30 de outubro de 2008

Uma elegia de quarta-feira


Na sala fria que passo o dia
Preciso aprender a ficar calado
Como um avestruz no deserto.

Na sala de janela de vidro
Fico invisível na cortina
E transparente na paisagem.

No ambiente onde trabalho
Mãos de mulheres novas
Cheias de ternura e solidão.

Nos corredores de labirintos
Não sou poupado das aflições
Oferecem-me absinto e veneno.

O vento não abafa as palavras
Que são proferidas contra mim
Nos entremeios do fim do dia.

As ciladas que armaram
Naquela sala sempre fria
São velozes como águias do céu.

Na sala fria onde trabalho
Não há sombra, luz, cor
Nem o atlântico nem o pacífico.

Em pleno horário de verão
A sala muito ampla fica cada dia
Mais fria, infalível e resplandecente.

E aquilo que eu não posso fazer
Deixo reteso o arco com suas setas
Para o alvo oculto dentro do meu coração.
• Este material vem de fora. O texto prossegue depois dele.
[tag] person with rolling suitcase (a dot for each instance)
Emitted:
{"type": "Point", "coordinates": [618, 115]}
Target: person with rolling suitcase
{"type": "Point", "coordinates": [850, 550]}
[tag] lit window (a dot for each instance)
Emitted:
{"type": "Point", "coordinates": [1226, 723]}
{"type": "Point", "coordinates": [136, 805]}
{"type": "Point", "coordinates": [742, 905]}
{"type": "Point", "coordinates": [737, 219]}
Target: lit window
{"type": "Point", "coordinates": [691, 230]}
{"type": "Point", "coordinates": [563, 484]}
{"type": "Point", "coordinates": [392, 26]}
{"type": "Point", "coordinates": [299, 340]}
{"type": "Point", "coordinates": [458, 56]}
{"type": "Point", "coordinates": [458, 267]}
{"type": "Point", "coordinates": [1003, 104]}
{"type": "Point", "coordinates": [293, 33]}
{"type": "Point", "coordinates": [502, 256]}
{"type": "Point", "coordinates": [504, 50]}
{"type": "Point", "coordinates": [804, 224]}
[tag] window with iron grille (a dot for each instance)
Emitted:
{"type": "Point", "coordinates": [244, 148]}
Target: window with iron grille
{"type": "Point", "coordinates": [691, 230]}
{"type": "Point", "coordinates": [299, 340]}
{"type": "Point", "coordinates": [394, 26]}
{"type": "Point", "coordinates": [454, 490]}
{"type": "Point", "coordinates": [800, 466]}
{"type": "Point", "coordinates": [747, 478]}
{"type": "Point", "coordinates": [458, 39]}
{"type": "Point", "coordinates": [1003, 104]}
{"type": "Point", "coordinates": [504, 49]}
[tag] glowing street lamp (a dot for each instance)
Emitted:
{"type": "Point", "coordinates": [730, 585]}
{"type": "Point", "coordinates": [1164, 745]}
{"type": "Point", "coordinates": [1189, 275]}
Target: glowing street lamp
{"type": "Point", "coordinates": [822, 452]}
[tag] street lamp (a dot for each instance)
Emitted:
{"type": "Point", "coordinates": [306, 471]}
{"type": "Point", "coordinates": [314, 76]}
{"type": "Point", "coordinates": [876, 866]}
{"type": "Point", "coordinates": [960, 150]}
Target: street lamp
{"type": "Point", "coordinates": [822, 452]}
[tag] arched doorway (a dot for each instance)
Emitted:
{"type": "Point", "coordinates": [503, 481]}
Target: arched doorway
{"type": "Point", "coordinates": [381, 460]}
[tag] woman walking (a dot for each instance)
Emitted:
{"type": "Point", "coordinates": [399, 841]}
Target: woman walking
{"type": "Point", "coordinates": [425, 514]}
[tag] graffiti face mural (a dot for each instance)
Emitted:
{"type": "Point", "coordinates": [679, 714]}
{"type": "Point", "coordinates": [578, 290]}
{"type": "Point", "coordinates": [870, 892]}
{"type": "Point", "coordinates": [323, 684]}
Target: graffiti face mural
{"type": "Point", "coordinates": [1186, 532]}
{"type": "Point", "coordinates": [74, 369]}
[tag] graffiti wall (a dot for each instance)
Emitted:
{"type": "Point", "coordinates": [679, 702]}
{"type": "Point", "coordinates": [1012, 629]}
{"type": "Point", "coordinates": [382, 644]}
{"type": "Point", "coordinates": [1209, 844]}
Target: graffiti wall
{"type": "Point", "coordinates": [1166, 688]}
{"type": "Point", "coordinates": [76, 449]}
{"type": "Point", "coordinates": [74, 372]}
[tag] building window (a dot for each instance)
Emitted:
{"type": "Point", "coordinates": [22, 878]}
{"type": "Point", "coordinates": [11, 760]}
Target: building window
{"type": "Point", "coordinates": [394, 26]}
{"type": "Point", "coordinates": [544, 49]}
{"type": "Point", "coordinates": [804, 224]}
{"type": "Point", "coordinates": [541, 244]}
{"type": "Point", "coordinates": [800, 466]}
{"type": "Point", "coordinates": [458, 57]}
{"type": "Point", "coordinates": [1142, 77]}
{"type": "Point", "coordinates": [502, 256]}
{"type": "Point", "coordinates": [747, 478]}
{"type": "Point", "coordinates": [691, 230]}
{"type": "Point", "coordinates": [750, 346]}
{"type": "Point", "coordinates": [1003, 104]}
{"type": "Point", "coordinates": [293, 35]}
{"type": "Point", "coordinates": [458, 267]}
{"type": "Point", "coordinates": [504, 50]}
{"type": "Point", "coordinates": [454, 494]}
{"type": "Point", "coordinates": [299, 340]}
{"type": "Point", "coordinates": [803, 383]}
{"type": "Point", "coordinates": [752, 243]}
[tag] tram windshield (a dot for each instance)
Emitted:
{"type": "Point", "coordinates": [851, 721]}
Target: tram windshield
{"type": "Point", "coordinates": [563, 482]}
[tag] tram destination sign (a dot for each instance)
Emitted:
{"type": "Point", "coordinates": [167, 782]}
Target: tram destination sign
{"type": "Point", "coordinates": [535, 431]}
Na sala fria caçam-me como um pardal
Mudo, calado sem nenhum canto
Invadindo as árvores, os muros e as ruas.

Na sala fria de paredes brancas
Espreitam contra os meus passos
E distorcem as palavras dos meus lábios.

Na sala sem cheiro, sem gás e sem pó
Vejo o fim que se aproxima
Como uma estrela do hemisfério sul.

Na sala fria tenho que ficar impávido
Entre sombras embriagadas e gasosas
Sem poder, sem paixão e sem alma.

Nesta sala fria não cabe nada
Nem a minha voz de sangue e estridente
Nem meus cabelos alvos: “aqui não ficarão”.